I don't want to get married. I've had to explain this, in turn, to my would-be mother-in-law, an elderly relative (not mine, ironically) at a wedding (clearly not mine either), all my friends and my boyfriend of some 11 years. I'd have been questioned less were I to flounce down the highstreet wearing a long ivory dress and tiara. Or if I said I was getting married in one, obviously.

I don't have much to tell them. Surely it's more up to those people who want to get married to explain why, anyway. I'm not actually doing anything at all by not getting married. Seriously, I'm doing you all a favour.
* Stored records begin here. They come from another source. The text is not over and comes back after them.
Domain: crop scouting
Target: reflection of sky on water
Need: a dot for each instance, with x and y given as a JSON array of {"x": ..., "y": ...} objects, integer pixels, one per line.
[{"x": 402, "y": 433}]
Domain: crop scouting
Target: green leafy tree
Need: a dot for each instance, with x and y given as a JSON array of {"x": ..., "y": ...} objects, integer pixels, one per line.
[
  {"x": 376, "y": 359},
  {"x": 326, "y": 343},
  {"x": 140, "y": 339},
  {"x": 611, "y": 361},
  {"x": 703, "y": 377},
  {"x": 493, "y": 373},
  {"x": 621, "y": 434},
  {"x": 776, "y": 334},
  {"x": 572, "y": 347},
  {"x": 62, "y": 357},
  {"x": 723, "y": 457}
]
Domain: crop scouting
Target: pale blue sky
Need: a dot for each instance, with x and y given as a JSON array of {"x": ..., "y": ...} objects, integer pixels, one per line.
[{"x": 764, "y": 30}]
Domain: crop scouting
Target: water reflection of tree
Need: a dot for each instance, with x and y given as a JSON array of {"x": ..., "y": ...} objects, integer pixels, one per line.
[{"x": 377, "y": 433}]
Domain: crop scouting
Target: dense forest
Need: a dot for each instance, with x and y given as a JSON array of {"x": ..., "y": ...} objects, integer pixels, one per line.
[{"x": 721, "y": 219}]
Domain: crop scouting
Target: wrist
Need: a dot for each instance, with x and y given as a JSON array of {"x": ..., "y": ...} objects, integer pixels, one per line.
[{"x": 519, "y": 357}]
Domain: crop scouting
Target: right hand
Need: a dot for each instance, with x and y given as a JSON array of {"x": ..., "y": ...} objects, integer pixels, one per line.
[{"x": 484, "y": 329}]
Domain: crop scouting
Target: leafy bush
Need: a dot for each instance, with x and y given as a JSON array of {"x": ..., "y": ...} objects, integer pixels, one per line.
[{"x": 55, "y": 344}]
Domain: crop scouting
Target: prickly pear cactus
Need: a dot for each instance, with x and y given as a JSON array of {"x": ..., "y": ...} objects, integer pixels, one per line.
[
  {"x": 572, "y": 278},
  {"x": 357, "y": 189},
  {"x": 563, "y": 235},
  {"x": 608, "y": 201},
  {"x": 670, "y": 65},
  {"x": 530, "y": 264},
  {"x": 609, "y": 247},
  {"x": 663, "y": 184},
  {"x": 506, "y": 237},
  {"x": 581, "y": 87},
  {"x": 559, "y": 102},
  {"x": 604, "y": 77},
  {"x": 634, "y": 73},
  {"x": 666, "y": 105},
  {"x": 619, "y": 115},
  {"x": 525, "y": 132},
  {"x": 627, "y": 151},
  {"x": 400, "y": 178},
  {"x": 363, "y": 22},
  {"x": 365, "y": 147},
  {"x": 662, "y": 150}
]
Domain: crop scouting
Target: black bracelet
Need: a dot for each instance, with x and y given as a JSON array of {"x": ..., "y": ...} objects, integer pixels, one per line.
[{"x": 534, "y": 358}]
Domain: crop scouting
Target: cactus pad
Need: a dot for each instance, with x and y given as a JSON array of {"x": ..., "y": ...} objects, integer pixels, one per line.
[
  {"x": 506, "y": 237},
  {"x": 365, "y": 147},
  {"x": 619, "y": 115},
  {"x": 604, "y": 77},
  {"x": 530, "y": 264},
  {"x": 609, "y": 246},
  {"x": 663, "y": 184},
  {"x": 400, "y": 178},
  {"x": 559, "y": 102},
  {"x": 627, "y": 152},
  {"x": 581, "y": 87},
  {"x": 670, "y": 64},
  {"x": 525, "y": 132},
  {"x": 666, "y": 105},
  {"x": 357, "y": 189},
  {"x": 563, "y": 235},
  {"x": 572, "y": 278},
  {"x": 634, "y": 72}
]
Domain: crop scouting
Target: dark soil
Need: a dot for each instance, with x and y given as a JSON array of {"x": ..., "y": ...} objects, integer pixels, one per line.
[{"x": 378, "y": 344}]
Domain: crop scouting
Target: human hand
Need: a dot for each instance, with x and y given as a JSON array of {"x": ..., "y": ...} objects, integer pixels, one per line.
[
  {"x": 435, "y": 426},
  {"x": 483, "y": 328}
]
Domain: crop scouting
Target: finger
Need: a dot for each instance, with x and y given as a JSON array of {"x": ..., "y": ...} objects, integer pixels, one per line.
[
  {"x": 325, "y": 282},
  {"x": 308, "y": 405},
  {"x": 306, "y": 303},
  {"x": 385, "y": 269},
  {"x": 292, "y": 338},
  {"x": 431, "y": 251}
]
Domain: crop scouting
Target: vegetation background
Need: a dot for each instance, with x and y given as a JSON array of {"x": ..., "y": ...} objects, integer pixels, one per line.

You won't have to buy a new hat, book into a hotel, come on my week-long hen do to Bermuda with a load of people you've avoided meeting during our whole friendship, or log into my wedding list at johnlewis.com a couple of days before the big day only to realise there's just the excruciatingly expensive hand-blown glass lampshades left, and simply buying the replacement bulbs probably won't cut it.

Don't get me wrong, I love weddings. I was lucky enough to blub my way through six last summer. I am the first to offer my services as chief coat holder for visits to wedding dress fitters, I spend ages happily making bunting and buying little trinkets for engagement presents; I even make that withering 'aww' face when couples recount their proposal stories. Looking at me, you'd think I would already have chosen my colour scheme, made a bridal scrap book and designed the dress, all before the advent of puberty, several years ago.

If I'm honest, the constant questions - particularly those directed at my partner about how he's managed to avoid getting 'dragging up the aisle' yet - probably have a lot to do with my aversion to getting married. We've been together ages. We know how to make this work. We're not religious, so we really don't need to consummate anything in front of God. We've consummated plenty already (sorry mum). And I'm a stickler for getting the facts straight; if we have to wipe the last decade and start celebrating anniversaries from the big day, then no-one will appreciate the time I've invested in this relationship.

Sure, it's been fun, but then so is snakes and ladders - no-one enjoys sliding down to the start again and celebrating 'paper' anniversaries when they should rightfully be on 'steel' by now (I know, 11 years together and you've bought me a teaspoon?!). I also really don't like the thought of being 'given away'. I know it's all tradition - and I'd be as aghast as the next wedding guest if it wasn't all there, present and correct - but I draw the line at anyone putting a ring on it (and by it, I of course mean me, which is lovely).

On a serious note, I would really like heterosexual couples to be allowed to have civil partnerships and gay couples to be allowed marriages. And if anyone today tells me I'm allowed to propose to my partner, I'll be reminding them that I always was, and I still didn't.